Le Pr Kalidou Diallo relative un peu ce que l’enseignant-chercheur Amadou Kah appelle «la bataille des places» en rappelant d’emblée que le communisme n’est pas né en Afrique. «Il est né ailleurs. De tout le temps, le Parti communiste français et le Maoïsme ont toujours financé les partis communistes au niveau local par la formation des militants, de la presse, des étudiants. Il y avait des politiques professionnels qui sont entretenus. Tout cela a existé jusqu’à la chute du mur de Berlin. Après la chute du mur de Berlin, ces sources de financement se sont taries au niveau international. Il fallait donc retourner au niveau national.
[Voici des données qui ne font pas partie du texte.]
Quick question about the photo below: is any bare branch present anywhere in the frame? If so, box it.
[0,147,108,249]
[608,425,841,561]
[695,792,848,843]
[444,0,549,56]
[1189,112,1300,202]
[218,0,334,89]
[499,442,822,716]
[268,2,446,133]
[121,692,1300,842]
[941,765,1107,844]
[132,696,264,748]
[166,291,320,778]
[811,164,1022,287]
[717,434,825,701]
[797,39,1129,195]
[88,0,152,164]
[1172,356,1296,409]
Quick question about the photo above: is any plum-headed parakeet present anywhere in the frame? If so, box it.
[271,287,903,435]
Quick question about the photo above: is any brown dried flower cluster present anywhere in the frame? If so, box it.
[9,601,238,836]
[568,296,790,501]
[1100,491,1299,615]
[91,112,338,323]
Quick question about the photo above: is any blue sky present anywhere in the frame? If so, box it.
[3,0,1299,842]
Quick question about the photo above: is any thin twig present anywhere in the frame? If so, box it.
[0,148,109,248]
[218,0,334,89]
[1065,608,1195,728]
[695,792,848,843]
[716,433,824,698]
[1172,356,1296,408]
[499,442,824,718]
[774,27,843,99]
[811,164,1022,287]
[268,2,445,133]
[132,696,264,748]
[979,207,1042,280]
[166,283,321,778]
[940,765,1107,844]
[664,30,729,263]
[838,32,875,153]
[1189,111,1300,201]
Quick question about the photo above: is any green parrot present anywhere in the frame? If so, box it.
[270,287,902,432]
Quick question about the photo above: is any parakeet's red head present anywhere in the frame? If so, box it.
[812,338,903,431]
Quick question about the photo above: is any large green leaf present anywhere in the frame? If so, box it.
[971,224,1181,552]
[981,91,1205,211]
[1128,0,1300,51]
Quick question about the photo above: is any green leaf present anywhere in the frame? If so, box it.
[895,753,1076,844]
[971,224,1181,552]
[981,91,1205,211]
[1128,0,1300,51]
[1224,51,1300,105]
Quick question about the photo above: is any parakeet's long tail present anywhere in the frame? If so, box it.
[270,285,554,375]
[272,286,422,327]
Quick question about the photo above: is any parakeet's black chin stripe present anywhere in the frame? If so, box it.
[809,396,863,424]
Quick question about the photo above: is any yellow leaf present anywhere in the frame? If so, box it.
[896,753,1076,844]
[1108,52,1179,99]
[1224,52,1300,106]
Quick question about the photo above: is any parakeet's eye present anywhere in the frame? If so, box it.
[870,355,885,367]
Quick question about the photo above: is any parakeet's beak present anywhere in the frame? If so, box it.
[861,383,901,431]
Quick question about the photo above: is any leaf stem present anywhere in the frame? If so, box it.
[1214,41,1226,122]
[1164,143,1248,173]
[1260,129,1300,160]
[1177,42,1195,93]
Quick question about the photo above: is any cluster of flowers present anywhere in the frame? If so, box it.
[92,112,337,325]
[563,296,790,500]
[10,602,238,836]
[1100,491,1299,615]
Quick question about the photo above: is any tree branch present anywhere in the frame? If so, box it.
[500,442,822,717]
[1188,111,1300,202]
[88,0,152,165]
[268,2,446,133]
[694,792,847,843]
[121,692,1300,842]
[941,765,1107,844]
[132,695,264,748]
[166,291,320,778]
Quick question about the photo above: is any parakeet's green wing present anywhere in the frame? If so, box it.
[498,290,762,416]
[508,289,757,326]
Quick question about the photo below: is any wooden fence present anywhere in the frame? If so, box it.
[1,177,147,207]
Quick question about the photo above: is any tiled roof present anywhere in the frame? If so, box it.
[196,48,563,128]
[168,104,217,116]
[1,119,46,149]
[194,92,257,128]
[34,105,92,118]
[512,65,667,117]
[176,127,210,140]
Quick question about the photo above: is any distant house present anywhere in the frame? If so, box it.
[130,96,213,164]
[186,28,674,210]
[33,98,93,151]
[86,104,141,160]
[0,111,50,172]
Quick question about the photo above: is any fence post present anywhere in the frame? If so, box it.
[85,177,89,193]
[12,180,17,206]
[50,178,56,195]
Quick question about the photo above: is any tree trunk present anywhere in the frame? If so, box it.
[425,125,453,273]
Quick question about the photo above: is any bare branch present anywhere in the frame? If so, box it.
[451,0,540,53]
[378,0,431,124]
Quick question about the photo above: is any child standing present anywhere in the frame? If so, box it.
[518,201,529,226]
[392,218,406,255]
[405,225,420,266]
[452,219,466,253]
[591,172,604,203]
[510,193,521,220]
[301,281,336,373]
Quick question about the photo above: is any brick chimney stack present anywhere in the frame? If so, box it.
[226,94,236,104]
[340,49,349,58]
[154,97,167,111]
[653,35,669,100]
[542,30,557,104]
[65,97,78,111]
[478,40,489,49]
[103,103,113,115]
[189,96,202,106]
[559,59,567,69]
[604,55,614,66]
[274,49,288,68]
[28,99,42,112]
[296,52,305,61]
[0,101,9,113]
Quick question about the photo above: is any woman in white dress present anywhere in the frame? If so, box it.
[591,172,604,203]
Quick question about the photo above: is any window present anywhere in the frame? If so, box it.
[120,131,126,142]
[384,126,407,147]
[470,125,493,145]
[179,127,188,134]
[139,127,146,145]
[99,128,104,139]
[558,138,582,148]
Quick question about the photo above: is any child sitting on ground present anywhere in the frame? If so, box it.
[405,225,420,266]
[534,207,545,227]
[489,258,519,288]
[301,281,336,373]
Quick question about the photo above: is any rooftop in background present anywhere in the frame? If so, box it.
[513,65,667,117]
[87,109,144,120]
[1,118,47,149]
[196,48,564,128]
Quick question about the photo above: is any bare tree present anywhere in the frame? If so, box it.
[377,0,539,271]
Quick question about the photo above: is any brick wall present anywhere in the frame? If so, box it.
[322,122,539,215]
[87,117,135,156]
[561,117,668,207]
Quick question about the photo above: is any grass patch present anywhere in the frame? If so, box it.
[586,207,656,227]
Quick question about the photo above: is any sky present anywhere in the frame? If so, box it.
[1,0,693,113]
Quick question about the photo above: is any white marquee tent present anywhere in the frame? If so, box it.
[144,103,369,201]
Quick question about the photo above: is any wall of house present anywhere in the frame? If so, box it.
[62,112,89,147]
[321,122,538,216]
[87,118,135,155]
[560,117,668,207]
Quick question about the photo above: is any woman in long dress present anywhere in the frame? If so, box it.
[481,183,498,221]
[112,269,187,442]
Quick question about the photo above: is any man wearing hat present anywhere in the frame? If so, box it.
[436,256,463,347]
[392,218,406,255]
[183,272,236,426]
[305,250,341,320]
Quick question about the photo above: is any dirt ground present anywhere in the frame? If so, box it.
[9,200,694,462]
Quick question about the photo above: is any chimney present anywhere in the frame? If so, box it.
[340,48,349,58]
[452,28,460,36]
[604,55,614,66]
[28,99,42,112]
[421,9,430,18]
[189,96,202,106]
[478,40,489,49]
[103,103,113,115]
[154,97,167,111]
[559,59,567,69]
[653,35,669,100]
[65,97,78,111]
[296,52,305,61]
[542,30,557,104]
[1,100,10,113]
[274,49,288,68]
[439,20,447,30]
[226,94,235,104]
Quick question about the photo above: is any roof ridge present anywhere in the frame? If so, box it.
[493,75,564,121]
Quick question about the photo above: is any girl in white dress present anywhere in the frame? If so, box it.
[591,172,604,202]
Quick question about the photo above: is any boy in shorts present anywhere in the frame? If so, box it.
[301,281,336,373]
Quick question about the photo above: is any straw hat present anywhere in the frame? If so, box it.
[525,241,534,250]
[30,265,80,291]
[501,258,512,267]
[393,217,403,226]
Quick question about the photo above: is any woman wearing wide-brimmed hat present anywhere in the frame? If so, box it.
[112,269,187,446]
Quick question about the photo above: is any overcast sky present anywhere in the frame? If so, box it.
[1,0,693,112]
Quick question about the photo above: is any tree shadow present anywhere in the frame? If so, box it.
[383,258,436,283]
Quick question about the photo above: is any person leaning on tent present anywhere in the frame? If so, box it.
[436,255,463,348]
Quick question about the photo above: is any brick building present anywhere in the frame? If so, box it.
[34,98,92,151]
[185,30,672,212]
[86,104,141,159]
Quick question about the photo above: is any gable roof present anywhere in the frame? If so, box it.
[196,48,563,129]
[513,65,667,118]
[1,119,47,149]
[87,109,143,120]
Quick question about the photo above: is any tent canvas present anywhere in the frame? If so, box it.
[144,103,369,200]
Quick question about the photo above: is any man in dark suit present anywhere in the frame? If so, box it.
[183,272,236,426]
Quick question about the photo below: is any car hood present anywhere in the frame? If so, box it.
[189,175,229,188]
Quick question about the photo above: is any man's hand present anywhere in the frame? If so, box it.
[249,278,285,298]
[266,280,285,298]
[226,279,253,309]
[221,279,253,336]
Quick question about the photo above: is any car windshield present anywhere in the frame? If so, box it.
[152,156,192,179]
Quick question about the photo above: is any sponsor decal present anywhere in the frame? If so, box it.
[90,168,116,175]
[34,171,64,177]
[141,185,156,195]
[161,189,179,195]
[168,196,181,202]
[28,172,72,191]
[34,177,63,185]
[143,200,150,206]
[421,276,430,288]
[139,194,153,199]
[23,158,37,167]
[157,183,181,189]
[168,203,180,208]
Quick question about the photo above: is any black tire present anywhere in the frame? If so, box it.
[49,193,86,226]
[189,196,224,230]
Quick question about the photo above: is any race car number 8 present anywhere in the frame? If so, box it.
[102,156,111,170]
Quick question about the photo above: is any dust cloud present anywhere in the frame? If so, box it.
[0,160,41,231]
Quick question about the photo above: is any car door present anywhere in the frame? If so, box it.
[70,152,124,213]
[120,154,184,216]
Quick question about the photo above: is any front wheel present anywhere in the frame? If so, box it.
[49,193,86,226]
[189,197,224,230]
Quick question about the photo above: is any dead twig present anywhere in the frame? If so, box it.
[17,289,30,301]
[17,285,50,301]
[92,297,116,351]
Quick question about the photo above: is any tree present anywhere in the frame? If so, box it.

C’est à partir de là que les partis de gauche locaux ont commencé à s’ouvrir aux autres idéologies », explique Kalidou Diallo qui, dès lors, comprend parfaitement la démarche de Mamadou Ndoye consistant à recevoir de son «allié» des fonds pour faire fonctionner la Ld. Refusant de verser dans un idéalisme béat dans un monde où «de plus en plus le communisme se démocratise, défend la liberté de la presse, la liberté de parole», Kalidou Diallo soutient que les valeurs idéologiques se confondent. «Car de plus en plus, le libéralisme se socialise. Les libéraux sont pour le partage des bénéfices, l’assistance sociale, la santé pour tous. Si ces valeurs se confondent, les partis qui les incarnent se retrouvent forcément.
C’est pourquoi, Me Wade était dans une ambivalence. Au départ, il était travailliste avant d’être libéral ensuite libéralsocial. D’ailleurs, ce sont les mêmes valeurs que défend Macky Sall actuellement. Les Présidents Senghor et Diouf qui sont des socialistes ont appliqué, sous leur règne, des politiques libérales. C’est pourquoi, cette confusion d’idéologie dans la pratique fait que également que les partis gouvernent ensemble. Il ne faut pas être trop idéaliste», affirme l’ancien ministre de l’Education et ancien militant du Pit.